According to USDA, Kenyan maize imports are likely to ‘lag during marketing year 2012’, despite the abatement of the 50% import duty. Maize is mainly imported from Malawi, Tanzania (despite the July export ban) and Uganda. Bio-safety concerns linked to GMOs have served to restrict imports from South Africa.
In June 2011, farm gate maize prices reached record levels of US$550/tonne, but subsequently fell to US$350/ton. Kenyan domestic maize production is forecast at 3 million tonnes in marketing year (MY) 2012, 400,000 tonnes lower than the record production achieved in MY 2011. This decline was attributed to a shortage of certified seed and delays in delivering fertiliser.
According to the USDA analysis, high maize and maize flour prices are likely to constrain consumption in Kenya in the coming year.
Kenyan maize production (marketing year July–June)

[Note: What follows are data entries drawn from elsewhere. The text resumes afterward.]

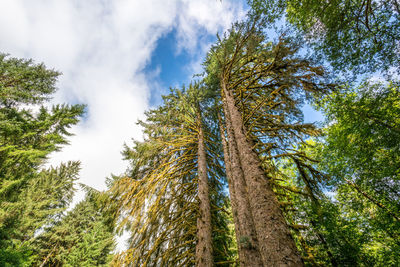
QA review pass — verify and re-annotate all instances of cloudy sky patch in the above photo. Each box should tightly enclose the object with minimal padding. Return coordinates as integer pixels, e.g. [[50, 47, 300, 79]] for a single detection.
[[0, 0, 244, 195]]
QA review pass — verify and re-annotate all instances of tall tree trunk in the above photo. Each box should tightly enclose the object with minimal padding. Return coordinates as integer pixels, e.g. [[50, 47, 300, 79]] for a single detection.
[[223, 110, 264, 267], [196, 115, 214, 267], [221, 80, 303, 266]]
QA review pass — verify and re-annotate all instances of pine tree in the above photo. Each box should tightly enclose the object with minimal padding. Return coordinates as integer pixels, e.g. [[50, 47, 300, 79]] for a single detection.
[[34, 192, 115, 266], [0, 54, 84, 265], [112, 85, 233, 266], [206, 16, 327, 266]]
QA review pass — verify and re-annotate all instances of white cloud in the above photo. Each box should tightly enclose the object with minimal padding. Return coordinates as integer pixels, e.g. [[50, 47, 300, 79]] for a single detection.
[[0, 0, 244, 197]]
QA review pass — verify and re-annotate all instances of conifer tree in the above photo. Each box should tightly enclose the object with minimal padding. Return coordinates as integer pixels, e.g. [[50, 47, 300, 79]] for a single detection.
[[34, 192, 115, 266], [0, 54, 84, 265], [112, 85, 233, 266], [206, 16, 332, 266]]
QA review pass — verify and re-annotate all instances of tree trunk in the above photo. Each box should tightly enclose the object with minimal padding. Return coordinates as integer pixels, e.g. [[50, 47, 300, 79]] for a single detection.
[[221, 80, 303, 266], [196, 116, 214, 267], [223, 109, 264, 267]]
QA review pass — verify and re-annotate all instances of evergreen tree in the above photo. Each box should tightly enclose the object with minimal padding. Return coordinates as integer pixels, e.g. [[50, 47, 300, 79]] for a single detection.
[[34, 192, 115, 266], [0, 54, 84, 266], [206, 16, 328, 266], [112, 85, 230, 266]]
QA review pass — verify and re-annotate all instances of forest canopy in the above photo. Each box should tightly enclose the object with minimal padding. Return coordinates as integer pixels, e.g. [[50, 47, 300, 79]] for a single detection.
[[0, 0, 400, 267]]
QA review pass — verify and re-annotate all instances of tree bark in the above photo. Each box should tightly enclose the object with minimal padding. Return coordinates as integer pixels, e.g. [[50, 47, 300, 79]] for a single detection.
[[196, 115, 214, 267], [221, 80, 303, 266], [220, 114, 263, 267]]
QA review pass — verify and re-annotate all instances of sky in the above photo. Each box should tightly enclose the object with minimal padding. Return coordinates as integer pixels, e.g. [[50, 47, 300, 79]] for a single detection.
[[0, 0, 245, 201]]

|MY 2009/10||MY 2010/11||MY 2011/12|
The Kenyan government continues to provide subsidised or free fertiliser and seed to medium and small-scale maize farmers, as this policy contributed to the record harvest in the 2010/11 season.
At the beginning of September 2011, the governor of the Central Bank of Kenya cautioned against importing of food to feed drought-affected people, arguing that this could stifle local production. He said that ‘local farmers should be given priority in feeding famine areas since their excess supply is going to waste.’ There is considerable debate on cereals trade policy in Kenya. In September, the Kenyan farmers’ association objected to calls for an extension of the period for duty-free maize imports to July 2012, arguing that this would undermine returns to local maize producers. In contrast, the Cereal Millers’ Association has argued that such an extension ‘will not affect farmers but will mitigate any possibilities of growers withholding maize … in expectation of higher prices’.
The debate on cereals sector trade policy is fraught not only regionally, but also domestically in Kenya. There is considerable suspicion along the supply chain, with government policy a terrain of struggle between producers, millers and traders.
Maize farmers will benefit in real terms from increased production only if maize marketing and overall maize trade policy is improved. Poor rural infrastructure and high transportation costs are both significant disincentives to individual farmers seeking to circumvent middlemen. In addition, the differing commercial interests of farmers (high maize prices) and millers (low maize prices) also need to be reconciled. At present the free functioning of markets characterised by unequal power relationships along the supply chain sees maize flour prices remaining high despite sharp decreases in maize prices. This is to the detriment of both consumers and producers.
Strengthening the functioning of the supply chain to promote greater transparency in contractual relations and the trade policy framework could help assist in establishing a stable framework for the promotion of production nationally and the effective and efficient intra-regional trade in cereals across the EAC. A more coherent policy, one less reliant on stop-gap measures such as export bans, could assist farmers in times of both surpluses and deficits, and could also facilitate the proper functioning of regional food supply chains.
The role played by the East Africa Grain Council in its dialogue with the respective public authorities will be absolutely critical.